– Если бы, вместо того чтобы распять справа от Иисуса Благоразумного разбойника[144], Понтий Пилат приказал распять Иуду, то Иуда возвысился бы в глазах христиан и был возведен в ранг святых; статуи Иуды Искариота на кресте украшали бы сотни тысяч церквей, миллионы христианских младенцев носили бы имя Иуда, римские папы брали бы себе его имя. И все же я говорю тебе: с Иудой Искариотом или без Иуды Искариота, но так или иначе – ненависть к евреям не исчезла бы из мира. Не исчезла и даже не уменьшилась бы. С Иудой или без него еврей продолжал бы воплощать образ предателя в глазах верующих христиан.
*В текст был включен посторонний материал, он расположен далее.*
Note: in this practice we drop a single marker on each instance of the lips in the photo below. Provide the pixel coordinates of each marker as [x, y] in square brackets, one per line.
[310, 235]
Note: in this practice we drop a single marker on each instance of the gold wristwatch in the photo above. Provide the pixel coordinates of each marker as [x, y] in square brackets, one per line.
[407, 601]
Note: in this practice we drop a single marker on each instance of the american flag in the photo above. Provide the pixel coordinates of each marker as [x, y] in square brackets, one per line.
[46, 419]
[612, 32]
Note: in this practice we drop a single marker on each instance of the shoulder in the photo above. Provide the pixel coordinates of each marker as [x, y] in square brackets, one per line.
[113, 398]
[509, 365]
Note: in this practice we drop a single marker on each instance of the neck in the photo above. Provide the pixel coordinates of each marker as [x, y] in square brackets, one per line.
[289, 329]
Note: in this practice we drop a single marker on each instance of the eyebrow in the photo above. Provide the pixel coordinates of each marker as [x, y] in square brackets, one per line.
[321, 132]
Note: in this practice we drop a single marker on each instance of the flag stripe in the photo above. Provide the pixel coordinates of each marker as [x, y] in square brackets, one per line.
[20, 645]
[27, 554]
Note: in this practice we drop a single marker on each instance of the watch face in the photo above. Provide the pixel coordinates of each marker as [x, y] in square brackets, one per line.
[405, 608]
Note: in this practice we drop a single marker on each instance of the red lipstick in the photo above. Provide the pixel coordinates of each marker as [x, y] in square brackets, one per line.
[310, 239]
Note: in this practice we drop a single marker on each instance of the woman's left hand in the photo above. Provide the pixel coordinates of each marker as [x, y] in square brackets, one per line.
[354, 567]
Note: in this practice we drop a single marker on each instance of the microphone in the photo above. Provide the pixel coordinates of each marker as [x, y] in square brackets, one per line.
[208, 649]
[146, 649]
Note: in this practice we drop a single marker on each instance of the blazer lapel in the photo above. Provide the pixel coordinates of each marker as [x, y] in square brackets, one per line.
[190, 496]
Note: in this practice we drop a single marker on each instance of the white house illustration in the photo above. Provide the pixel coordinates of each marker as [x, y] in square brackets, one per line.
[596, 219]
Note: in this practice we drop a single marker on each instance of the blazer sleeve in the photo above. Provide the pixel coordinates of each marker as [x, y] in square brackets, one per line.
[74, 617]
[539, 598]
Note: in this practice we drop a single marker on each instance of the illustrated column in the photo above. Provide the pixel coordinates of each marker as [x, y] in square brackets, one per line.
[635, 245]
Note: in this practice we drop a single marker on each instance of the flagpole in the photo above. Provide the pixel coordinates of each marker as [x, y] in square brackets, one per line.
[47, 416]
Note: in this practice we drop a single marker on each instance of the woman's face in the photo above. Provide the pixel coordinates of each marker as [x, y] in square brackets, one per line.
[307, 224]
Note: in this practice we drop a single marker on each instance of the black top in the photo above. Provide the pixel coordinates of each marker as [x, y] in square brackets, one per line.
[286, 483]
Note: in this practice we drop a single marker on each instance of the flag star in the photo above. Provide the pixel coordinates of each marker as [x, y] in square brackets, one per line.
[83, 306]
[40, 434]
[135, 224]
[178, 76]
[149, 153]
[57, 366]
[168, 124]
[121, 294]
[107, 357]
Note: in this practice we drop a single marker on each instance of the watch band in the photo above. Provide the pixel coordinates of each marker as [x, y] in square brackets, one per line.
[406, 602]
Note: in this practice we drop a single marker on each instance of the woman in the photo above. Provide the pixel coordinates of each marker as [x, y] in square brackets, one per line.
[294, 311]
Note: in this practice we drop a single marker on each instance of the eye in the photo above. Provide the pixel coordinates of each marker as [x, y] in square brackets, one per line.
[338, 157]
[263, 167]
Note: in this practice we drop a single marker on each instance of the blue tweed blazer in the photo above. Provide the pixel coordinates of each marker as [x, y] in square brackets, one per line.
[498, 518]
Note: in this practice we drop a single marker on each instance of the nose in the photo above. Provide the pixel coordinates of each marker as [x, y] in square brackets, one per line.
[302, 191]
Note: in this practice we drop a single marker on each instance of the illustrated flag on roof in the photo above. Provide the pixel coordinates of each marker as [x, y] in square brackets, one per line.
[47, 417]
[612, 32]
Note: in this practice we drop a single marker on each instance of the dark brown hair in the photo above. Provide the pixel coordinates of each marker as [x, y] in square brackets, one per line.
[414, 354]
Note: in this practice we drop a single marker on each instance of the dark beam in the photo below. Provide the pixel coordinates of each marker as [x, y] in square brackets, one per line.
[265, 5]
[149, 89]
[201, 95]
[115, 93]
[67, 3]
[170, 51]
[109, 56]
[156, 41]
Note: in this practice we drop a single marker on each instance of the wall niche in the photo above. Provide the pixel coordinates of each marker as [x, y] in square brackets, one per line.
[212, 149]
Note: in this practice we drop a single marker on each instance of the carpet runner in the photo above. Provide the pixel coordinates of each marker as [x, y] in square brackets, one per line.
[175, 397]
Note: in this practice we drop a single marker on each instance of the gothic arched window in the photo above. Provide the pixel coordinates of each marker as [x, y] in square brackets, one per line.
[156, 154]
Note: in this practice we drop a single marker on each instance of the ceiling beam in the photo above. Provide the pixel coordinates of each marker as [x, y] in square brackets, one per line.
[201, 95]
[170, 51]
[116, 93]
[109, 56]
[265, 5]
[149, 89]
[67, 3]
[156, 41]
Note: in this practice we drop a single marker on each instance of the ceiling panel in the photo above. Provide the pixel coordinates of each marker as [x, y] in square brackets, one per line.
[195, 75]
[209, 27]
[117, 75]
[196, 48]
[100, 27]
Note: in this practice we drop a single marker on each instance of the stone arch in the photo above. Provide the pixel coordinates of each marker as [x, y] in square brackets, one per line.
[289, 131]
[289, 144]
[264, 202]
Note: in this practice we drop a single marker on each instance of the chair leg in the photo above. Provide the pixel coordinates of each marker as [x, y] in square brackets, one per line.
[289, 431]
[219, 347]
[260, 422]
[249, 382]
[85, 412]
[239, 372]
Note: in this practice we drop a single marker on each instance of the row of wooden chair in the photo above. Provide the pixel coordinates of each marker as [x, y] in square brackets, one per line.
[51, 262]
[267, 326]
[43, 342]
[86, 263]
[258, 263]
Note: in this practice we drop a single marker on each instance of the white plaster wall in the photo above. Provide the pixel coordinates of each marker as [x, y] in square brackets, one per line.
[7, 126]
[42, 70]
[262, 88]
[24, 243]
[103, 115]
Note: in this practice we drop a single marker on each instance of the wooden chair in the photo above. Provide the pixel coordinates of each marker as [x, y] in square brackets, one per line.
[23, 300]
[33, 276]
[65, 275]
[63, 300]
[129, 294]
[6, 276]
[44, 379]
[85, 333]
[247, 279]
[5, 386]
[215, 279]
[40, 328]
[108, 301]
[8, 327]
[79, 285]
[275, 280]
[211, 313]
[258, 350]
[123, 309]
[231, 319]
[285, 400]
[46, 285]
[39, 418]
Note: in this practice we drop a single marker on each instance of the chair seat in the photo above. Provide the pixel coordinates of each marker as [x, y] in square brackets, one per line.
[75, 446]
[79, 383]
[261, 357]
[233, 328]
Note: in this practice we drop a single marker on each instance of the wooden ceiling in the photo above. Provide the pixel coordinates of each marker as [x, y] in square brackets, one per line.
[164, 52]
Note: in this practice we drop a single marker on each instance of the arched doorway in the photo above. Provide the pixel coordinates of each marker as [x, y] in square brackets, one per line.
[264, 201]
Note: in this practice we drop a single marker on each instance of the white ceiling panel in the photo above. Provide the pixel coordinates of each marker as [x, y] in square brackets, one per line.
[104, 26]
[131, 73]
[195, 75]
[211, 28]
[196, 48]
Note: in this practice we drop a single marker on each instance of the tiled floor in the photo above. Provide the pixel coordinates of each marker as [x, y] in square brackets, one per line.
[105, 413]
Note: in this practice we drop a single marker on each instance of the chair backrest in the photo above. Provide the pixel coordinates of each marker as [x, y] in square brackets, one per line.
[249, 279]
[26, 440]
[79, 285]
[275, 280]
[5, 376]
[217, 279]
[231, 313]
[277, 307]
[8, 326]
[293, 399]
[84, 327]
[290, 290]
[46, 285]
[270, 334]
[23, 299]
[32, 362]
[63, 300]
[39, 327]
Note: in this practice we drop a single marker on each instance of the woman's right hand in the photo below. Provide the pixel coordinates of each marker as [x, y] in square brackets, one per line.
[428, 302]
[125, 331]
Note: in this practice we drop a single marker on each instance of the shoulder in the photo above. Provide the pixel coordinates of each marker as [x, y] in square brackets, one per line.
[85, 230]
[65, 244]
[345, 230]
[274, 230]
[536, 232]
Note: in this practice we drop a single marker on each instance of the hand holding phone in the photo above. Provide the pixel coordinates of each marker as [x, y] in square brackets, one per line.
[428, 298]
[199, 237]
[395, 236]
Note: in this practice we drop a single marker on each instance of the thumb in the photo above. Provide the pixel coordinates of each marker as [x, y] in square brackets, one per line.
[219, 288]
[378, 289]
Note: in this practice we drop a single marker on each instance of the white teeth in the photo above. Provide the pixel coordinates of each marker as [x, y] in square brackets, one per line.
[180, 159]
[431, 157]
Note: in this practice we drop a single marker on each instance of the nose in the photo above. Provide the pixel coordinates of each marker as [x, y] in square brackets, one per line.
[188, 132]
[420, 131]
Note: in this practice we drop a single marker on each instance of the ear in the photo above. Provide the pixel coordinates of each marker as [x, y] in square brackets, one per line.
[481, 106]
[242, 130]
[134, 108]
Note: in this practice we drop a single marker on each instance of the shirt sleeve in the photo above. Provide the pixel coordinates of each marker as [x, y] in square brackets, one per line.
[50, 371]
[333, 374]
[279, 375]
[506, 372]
Из поколения в поколение христиане всегда напоминали нам, как вопила толпа перед Распятием: “Распни Его! Распни Его… Кровь Его на нас и на детях наших”[145]. А я говорю тебе, Шмуэль, что драка между нами и арабами-мусульманами не более чем эпизод в истории, короткий и мимолетный. Через пятьдесят, сто или двести лет о нем не останется даже воспоминания, а вот то, что между нами и христианами, – это явление глубокое, темное, оно может тянуться еще сотни поколений. Пока у них каждый младенец с молоком матери впитывает учение о том, что ходят в этом мире существа – убийцы Бога или потомки этих убийц, дотоле не будет нам покоя. Ты, по всему видно, уже прекрасно обращаешься с костылями. Еще немного – и мы с тобой сможем сплясать вместе о восьми ногах. Поэтому я жду тебя завтра, как обычно, после обеда в библиотеке. А сейчас я позвоню одному из своих дорогих ненавистников, усажу его ненадолго на раскаленные угли, а потом ты составишь мне компанию, прочтешь лекцию об исправлении мира, о Фиделе Кастро и Жан-Поле Сартре и о величии “красной” революции в Китае, а я, по своему обыкновению, слегка ухмыльнусь, ибо, по-моему, мир неисправим.
46
В один из последующих дней, субботним утром, когда небо было затянуто низкими серыми облаками и весь дом в конце переулка Раввина Эльбаза стоял, словно низвергнутый в подземелье и окутанный тенями за стеной густых кипарисов, Шмуэль Аш задумал подняться по винтовой лестнице в мансарду. Костыли он положил у подножия лестницы, ухватился двумя руками за перила и на одной ноге попытался запрыгивать со ступеньки на ступеньку, приподняв загипсованную ногу, чтобы не наткнуться на следующую ступеньку. Но, преодолев три ступени, он почувствовал, как у него перехватило дыхание – накатил приступ астмы. Он махнул рукой, передохнул пару минут, сидя на третьей ступеньке, и поскакал на одной ноге вниз, к подножию лестницы. Там он подобрал костыли, оперся на них, проковылял обратно во временную свою комнату на нижнем этаже, добрался до тахты, упал на нее и прижал к губам ингалятор. С четверть часа он лежал на спине и мысленно спорил с Шалтиэлем Абрабанелем: почему же, в сущности, по мнению Абрабанеля, евреи – единственный народ в мире, не достойный иметь собственное государство, собственную отчизну, право на самоопределение, хотя бы на маленькой части земли его предков? Хотя бы крошечное государство, меньше Бельгии, даже меньше Дании, при том, что три четверти территории – безжизненная пустыня? Неужели евреям определено некое беспросветное наказание до скончания времен? За грехи наши изгнаны мы с земли нашей? Потому что евреи – убийцы Бога? Неужели и Абрабанель полагал, что над евреями, и только над евреями, нависло вечное проклятие?